A trial would also be a good place to settle the question of whether Toll was being professionally advised when making these loans, as Nelson claims, or whether Nelson “is not able to completely tell the truth,” as Toll’s lawyer, David D. Wilson of Friday Eldredge & Clark, counters.

This sad tale started in September 2017, according to the lawsuit Wilson filed on Toll’s behalf, with a $10,000 loan to help Nelson out of a tight spot. Some checks Nelson wrote on behalf of the restaurant he managed had bounced.

Nelson’s mother had worked for Toll for six years by then, even before Toll’s wife died in 2014. A multimillionaire could certainly afford to help out a trusted employee’s son (far better than my mother could afford to spend thousands on a car that was worth less than the repair bill and still didn’t run). Perhaps Toll even realized that Nelson was an ex-con, having been sentenced in 2009 to 71 months in federal prison for defrauding about 20 investors out of more than $1 million.

But they say no good deed goes unpunished. According to the lawsuit, Nelson kept coming back for more, with eventual repayment of the earlier debt always dependent on getting more money right away. By November 2018, Toll had handed over more than $600,000.

By the end of 2019, the total of his loans to Nelson had grown to $2.8 million. Much of the money was supposed to enable Nelson to start a used-car business that was (allegedly) the only hope for repaying the earlier loans.

If you are getting tense just reading this, that’s good. That’s exactly how I felt editing Friedman’s story. And then I hit this paragraph.

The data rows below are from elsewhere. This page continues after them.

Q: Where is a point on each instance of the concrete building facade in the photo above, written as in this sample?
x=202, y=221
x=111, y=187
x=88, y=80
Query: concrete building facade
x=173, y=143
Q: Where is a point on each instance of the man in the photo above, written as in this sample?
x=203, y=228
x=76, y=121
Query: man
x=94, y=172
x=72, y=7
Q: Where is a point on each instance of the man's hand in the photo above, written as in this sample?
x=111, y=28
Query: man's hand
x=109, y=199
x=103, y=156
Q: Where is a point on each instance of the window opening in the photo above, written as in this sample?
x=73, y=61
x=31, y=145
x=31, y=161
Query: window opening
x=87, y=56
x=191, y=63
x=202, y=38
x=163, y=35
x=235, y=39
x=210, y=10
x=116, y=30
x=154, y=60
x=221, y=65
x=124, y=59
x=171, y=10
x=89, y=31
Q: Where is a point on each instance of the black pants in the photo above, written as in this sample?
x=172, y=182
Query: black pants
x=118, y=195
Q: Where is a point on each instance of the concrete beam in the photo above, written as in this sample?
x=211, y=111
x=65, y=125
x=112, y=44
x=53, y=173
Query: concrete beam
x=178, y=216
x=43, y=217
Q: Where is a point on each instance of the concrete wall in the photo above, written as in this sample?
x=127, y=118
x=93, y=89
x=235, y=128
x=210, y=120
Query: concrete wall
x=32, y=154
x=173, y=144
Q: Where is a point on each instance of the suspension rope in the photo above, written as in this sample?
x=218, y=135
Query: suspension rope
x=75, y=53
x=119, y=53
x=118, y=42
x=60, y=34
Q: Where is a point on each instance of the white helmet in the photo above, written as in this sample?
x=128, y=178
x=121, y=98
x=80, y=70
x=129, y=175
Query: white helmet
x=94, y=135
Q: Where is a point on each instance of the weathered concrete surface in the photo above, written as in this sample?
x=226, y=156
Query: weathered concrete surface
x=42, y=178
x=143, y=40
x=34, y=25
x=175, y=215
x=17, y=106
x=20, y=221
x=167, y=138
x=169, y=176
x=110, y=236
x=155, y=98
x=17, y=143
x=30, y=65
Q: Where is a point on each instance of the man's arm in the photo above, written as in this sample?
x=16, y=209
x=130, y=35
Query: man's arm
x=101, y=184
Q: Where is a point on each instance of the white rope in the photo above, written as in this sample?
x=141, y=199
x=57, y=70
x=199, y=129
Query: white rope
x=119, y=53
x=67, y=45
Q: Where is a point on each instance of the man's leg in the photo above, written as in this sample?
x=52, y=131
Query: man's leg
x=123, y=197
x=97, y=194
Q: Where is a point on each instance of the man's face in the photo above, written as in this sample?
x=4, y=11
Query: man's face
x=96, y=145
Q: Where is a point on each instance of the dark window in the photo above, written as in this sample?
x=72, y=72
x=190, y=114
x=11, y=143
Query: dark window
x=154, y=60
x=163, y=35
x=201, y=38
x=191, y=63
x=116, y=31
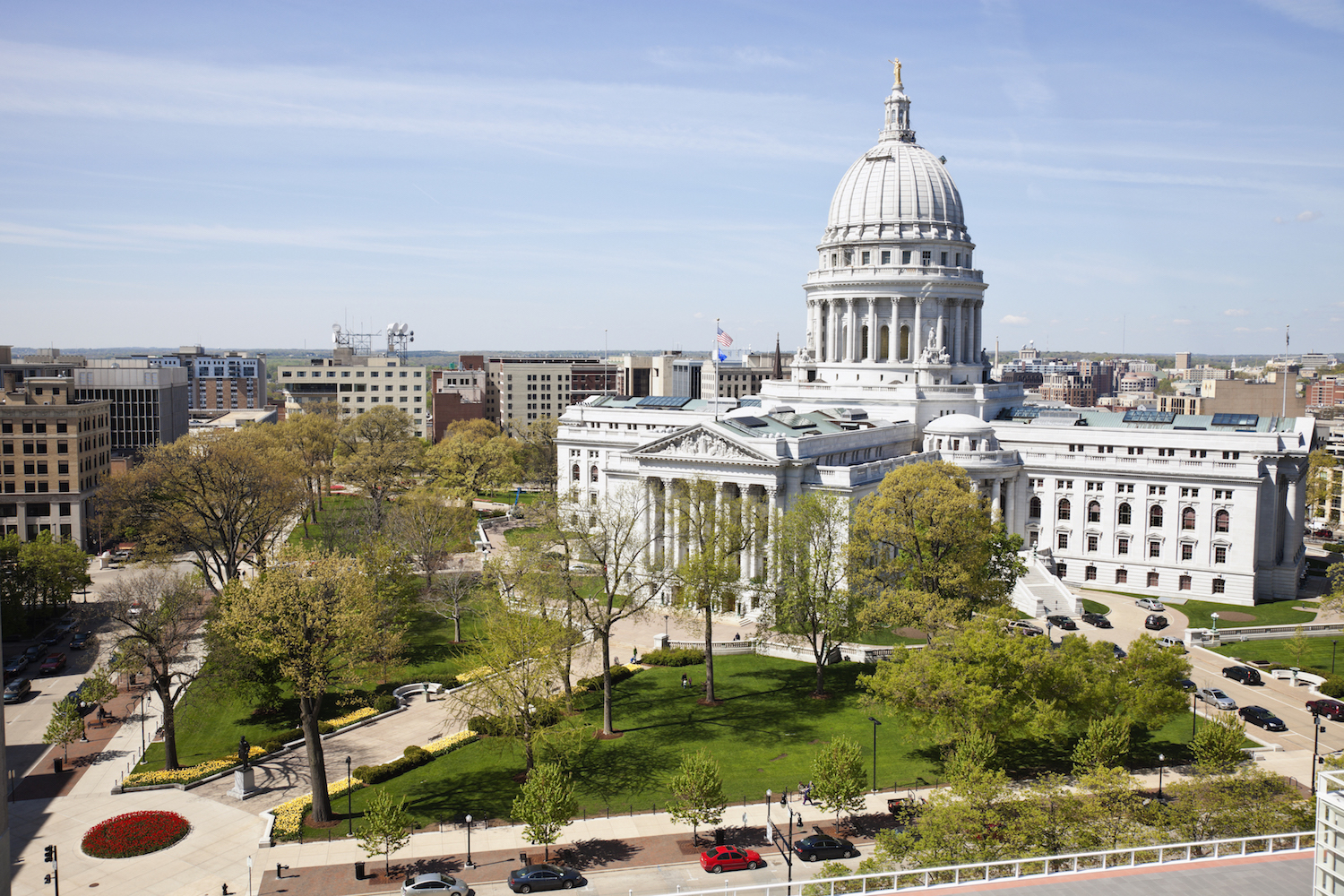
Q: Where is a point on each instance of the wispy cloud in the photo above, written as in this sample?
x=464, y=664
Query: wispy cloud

“In 2020, Toll continued to lend Nelson money. Between Jan. 15 and May 15, Toll wrote seven checks to Nelson or [the used-car lot] totaling $1.6 million, according to the lawsuit. In May, Toll asked other family members if he could get access to his wife’s trust assets, ‘because he was running out of money,’ the suit said.”

I hope it is not too late for Toll and his family to recoup the cash, but this is not a story just about Richard Toll and Kristian Nelson. It’s a cautionary tale for families with aging relatives. As much as we want to believe they will always be the self-sufficient financial wizards they used to be, the warning that comes with investment funds applies here as well: Past performance is no guarantee of future results.


Gwen Moritz is the editor of Arkansas Business.